La gara è stata nelle mani del ventenne della Yamaha sin dall’avvio; anche se per un terzo di corsa ha battagliato con Gianfranco Guareschi (Kawasaki – Berry Racing Team), Alessandro Polita, Luca Scassa (Yamaha – Ormeni Racing) e Maurizio Prattichizzo (Kawasaki – Papa Moto), quest’ultimo per un breve periodo, fra il quarto e il quinto giro, è riuscito anche a condurre la gara; poi però, Roccoli ha rotto gli indugi e con un giro record, è passato nuovamente a condurre le operazioni allungando immediatamente e prendendo un discreto margine di vantaggio che gli ha permesso di controllare la corsa fino la fine senza prendere inutili rischi.
Dietro il riminese, c’è stata lotta serrata per la seconda, terza piazza, fra Prattichizzo e Guareschi e per la quarta, quinta, fra Polita e Scassa, ma nonostante ripetuti tentativi di sorpassi fra questi piloti, nulla è cambiato fino la bandiera a scacchi che per la seconda volta consecutiva, nel torneo tricolore, sventola davanti a Roccoli, permettendogli di fare un bel recupero in classifica sul leader Polita dal quale ora dista solo 12 punti. Classifica: Polita 78, Roccoli 66, Prattichizzo 56.
Il mantovano Lucio Pedercini (Ducati – team Pedercini) con una cavalcata solitaria, iniziata al terzo giro, si aggiudica a Misano, la prima vittoria della stagione e si rilancia fortemente come uno dei grandi pretendenti al titolo tricolore.
Anche la Superbike è stata avversata da cadute, tanto che subito dopo il via il direttore di gara ha esposto bandiera rossa per una scivolata che ha coinvolto quattro piloti di centrogruppo: Valerio Rufoloni (Yamaha), Paolo Costa (Suzuki – Scuderia HF), Simone Di Marco (Suzuki – Cruciani Moto) e Davide Grandi (Yamaha) fortunatamente nessuno ha riportato serie conseguenze.

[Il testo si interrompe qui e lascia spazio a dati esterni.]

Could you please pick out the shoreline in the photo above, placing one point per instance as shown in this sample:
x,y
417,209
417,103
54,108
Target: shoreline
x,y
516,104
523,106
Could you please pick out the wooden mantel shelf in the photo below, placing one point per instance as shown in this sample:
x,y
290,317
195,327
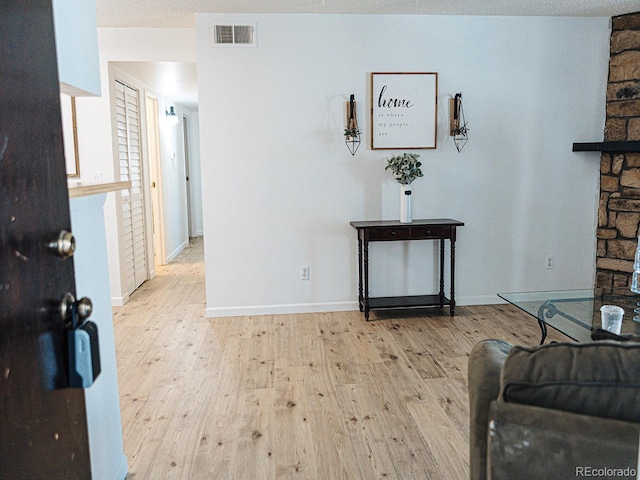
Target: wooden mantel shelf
x,y
612,147
81,189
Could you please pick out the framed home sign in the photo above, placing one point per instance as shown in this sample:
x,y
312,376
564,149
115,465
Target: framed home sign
x,y
404,109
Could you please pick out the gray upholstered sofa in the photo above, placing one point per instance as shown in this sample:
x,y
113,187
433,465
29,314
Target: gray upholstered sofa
x,y
556,411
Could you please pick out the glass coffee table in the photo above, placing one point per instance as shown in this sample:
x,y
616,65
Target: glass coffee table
x,y
575,313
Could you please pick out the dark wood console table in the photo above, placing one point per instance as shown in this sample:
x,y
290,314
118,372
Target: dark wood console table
x,y
390,230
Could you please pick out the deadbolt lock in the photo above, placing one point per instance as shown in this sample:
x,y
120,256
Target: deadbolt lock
x,y
65,245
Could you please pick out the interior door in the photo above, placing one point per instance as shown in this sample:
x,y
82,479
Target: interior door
x,y
43,430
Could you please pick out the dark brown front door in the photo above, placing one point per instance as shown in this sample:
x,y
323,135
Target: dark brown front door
x,y
43,430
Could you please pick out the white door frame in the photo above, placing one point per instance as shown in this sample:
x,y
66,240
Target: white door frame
x,y
155,179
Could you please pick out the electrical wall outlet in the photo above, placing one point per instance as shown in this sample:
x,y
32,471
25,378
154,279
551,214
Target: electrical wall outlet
x,y
548,262
304,272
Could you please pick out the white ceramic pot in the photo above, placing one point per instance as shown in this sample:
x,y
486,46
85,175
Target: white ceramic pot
x,y
405,204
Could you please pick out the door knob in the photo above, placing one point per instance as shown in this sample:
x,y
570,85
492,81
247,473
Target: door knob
x,y
83,308
65,245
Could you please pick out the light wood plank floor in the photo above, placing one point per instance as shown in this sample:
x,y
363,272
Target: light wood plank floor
x,y
311,396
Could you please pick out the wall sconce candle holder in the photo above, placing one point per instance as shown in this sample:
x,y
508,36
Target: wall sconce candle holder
x,y
457,123
171,116
351,131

Nuova partenza e Pedercini scatta ancora fra i primi, insieme a Gianluca Vizziello (Yamaha – Team Italia Lorenzini), Marco Borciani (Ducati - DFX Sterilgarda), e ai due portacolori del team (Ducati – Guandalini) Luca Conforti e Norino Brignola.

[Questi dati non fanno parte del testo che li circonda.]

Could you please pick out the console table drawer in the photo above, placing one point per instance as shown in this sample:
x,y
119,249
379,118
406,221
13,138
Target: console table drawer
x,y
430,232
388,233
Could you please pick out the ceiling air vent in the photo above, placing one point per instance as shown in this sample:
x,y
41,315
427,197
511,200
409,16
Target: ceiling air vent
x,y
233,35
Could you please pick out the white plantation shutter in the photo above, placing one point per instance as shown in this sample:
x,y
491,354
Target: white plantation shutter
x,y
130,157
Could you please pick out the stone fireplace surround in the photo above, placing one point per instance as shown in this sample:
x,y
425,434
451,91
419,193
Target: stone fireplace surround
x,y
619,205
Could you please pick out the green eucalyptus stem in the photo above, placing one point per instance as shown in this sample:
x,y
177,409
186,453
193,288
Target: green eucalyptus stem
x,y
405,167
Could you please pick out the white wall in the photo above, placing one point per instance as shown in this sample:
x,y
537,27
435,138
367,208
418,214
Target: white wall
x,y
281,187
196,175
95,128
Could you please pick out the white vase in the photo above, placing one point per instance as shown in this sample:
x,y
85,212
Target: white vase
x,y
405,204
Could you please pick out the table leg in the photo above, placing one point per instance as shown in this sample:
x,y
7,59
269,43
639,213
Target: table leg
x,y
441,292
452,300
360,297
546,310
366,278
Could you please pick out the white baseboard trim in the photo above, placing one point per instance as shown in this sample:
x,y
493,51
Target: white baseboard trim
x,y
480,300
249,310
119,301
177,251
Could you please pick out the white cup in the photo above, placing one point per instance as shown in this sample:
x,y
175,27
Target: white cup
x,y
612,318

Giornata nera per due dei grandi protagonisti della stagione, il campione in carica Alex Gramigni (Yamaha – 391 Racing) e per Lorenzo Alfonsi (Yamaha – DFX Sterilgarda), con il primo che scivola a metà del primo giro e viene centrato dal secondo, stessa sorte poco dopo anche per il “poliziotto volante” Paolo Blora anch’egli su Yamaha e al terzo passaggio per Bruno Scatola (Suzuki). Anche in questo caso per fortuna, niente di grave fisicamente, ma solo il grande rimpianto per essere usciti di scena.
In testa alla gara Vizziello cerca di contenere Pedercini, ma, come detto, poco dopo il terzo passaggio il mantovano va in testa e allunga subito sino a ottenere un vantaggio di tutta sicurezza che amministra fino la fine. Dietro è battaglia fra gli inseguitori, con Vizziello che allunga su Conforti assicurandosi la piazza d’onore e Borciani che resiste fino alle battute finali, quando cede capoclassifica Brignola, scivolando in quinta posizione.
Classifica:Brignola 62, Pedercini 57, Conforti 51, Borciani 46, Gallina 38.
Come di consueto, in concomitanza con il CIV, si sono disputate le gare dei trofei monomarca Yamaha R6 Cup e Kawasaki 600 Ninja, entrambi giunti alla quarta prova.
Nel trofeo Yamaha terza affermazione per il siciliano Nuccio Zerbo che guida la classifica di campionato con 390 punti contro i 270 del trentino Brugnara. Nel trofeo Kawasaki vittoria per Ivo Arnoldi; Roberto Antonello comanda la graduatoria con 61 punti e precede di appena una lunghezza Andrea Masoni.
Prossimo appuntamento con il CIV il 31 luglio all’Autodromo del Mugello.